Re: ANN: sameas.org from Dan Brickley on 2009-06-04 (public-lod@w3.org from June 2009)

From: Dan Brickley <danbri@danbri.org>
Date: Thu, 04 Jun 2009 11:26:46 +0200
To: Hugh Glaser <hg@ecs.soton.ac.uk>
CC: Richard Cyganiak <richard@cyganiak.de>, Semantic Web <semantic-web@w3.org>, Linked Data community <public-lod@w3.org>, Ian Millard <icm@ecs.soton.ac.uk>
Message-ID: <4A279356.6000300@danbri.org>
On 4/6/09 10:45, Hugh Glaser wrote:

>> Might it be possible to have the site offer
>> URIs, and some commitment they'll probably be around for a few years (or
>> somehow opensourced to collaborative maintainance if Southampton decide
>> not to maintain it later?).
> No :-)

Thanks for the clear answer :)

Am wondering now about data dumps or other ways of sharing / archiving 
the data...

> Thank you for answering this bit of Michael's post so well.
> Our strong view is that the solution to the problem of having all these URIs
> is not to generate another one.

I'm glad to hear that. Plucking figures from the air, 1 < n < 5 seems a 
manageable number of URIs to have in public play, per entity. At the 
moment I don't think many RDF toolkits deal particularly well for 
defragmenting descriptions via owl:sameAs, although I recall at least 
Virtuoso offers some support for it.

> 				And I would say that with services of this
> type around, there is no reason. Use an existing one, or construct a new one
> and make sure it is known about.
> If you want permanent new URIs, try using okkam, and we will hope to have
> more of okkam in our system soon.

Ah, that was my other question :) thanks

>> The reason I go on about this topic first is I could see people very
>> easily relying on such services, and doing so for many millions of
>> identifiers.
>>
>> Another thought: take a look at Social Graph API from Google; this might
>> help with people identification - http://code.google.com/apis/socialgraph/
>>
>> eg. for me,
>>
> http://sameas.org/html?uri=http%3A%2F%2Fdanbri.org%2Ffoaf.rdf%23danbri&x=9&y=1>
> 5
>> gives:
>>
>> 1.http://danbri.livejournal.com/data/foaf
>> 2.http://danbri.org/foaf#danbri
>> 3.http://danbri.org/foaf.rdf#danbri
>> 4.http://downlode.org/Code/RDF/FOAF/foaf.rdf#danbri
>> 5.http://downlode.org/Metadata/FOAF/foaf.rdf#danbri
>> 6.http://my.opera.com/danbri/
>> 7.http://my.opera.com/danbri/xml/foaf#me
>> 8.http://my.opera.com/danbri/xml/foaf#danbri-
>> 9.http://www4.wiwiss.fu-berlin.de/dblp/resource/person/336851
>>
>>
>> vs Google's
>> http://socialgraph.apis.google.com/lookup?q=http%3A%2F%2Fdanbri.org%2Ffoaf.rdf
>> %23danbri&fme=1&pretty=1&callback=
> Thanks.
> I guess the first question is, should I trust it?
> By the way, it seems that you are badly co-reffed in out system - sorry :-)
> (And I am not going to "fix" it, so we can see how the background systems
> run.)
> By the way, if you want the social/network graph, you can put the URI into
> http://www.rkbexplorer.com/network/
> Eg
> http://www.rkbexplorer.com/network/?uri=http://southampton.rkbexplorer.com/i
> d/person-62ca72227cd42255eb0d8c37383eccf0-2e1762effd1839702bc077c652d57901
>> Another thought - is the whole system necessarily based on pre-loaded
>> data, or could sameas.org make some explorations of the Web "while you
>> wait"? eg. do a few searches via Yahoo BOSS or Google JSON API and parse
>> the results for same-as's.
> I would avoid this.
> For it to be a service of the kind that John would use, I think it needs to
> provide a guaranteed fast response (at least in the sense of no other
> unexpected dependencies).

Ok. Agree that at least the default needs to be fast. Having an 
&work_smarter_but_slower=1 option is still intriguing to me though.
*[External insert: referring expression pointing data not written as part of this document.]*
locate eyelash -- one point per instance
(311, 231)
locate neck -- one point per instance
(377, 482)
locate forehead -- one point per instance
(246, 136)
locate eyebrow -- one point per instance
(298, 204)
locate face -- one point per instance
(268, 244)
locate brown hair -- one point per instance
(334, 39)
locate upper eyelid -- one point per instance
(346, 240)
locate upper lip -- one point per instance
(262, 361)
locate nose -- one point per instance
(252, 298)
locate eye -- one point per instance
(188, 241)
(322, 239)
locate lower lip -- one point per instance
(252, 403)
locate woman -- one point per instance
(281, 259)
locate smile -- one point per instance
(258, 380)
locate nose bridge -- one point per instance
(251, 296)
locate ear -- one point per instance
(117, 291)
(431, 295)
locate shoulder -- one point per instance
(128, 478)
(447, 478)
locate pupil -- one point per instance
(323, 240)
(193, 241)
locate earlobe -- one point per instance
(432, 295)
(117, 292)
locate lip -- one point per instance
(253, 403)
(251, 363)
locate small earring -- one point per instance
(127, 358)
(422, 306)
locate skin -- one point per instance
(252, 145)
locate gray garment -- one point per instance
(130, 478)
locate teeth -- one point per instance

>> Re "bad results" it's worth looking at what Google SGAPI does. They
>> distinguish between one sided claims vs reciprocations. If my homepage
>> has rel=me pointing to my youtube profile, that's one piece of evidence
>> they have a common owner; if the profile has similar markup pointing
>> back, that's even more reassuring....
> Ah yes, now that is a big topic. Several PhDs on trust and provenance to be
> done here. What is the provenance of each of the pairwise assertions, how
> does that contribute to the bundle, how do multiple assertions from
> different sources contribute? In fact, what is the calculus of all this?

Quite. I've been talking about it sometimes as "claim graph analytics" 
lately, to emphasise firstly that each triple comes from some 
perspective, but also that the big picture will emerge from seeing which 
of these datasets support each other, and which contract each other, 
etc. Even if everyone agrees on common URIs for everything, this is a 
hairy problem. If the different layers don't even agree on common URIs, 
that's hairy * hairy... So we end up with two strands of difficulty: one 
is where we're looking at different datasources to figure out what 
consensus there is about the identifiers, then once we've done all we 
can on the identifier front, we also have to figure out what we make of 
the actual content from these different sources.

(Thinking about this stuff, I can't see much to support the view that we 
don't need inference on the SW. That said, much of the work on inference 
isn't yet addressing these kinds of problems.)

cheers,

Dan
Received on Thursday, 4 June 2009 09:27:30 UTC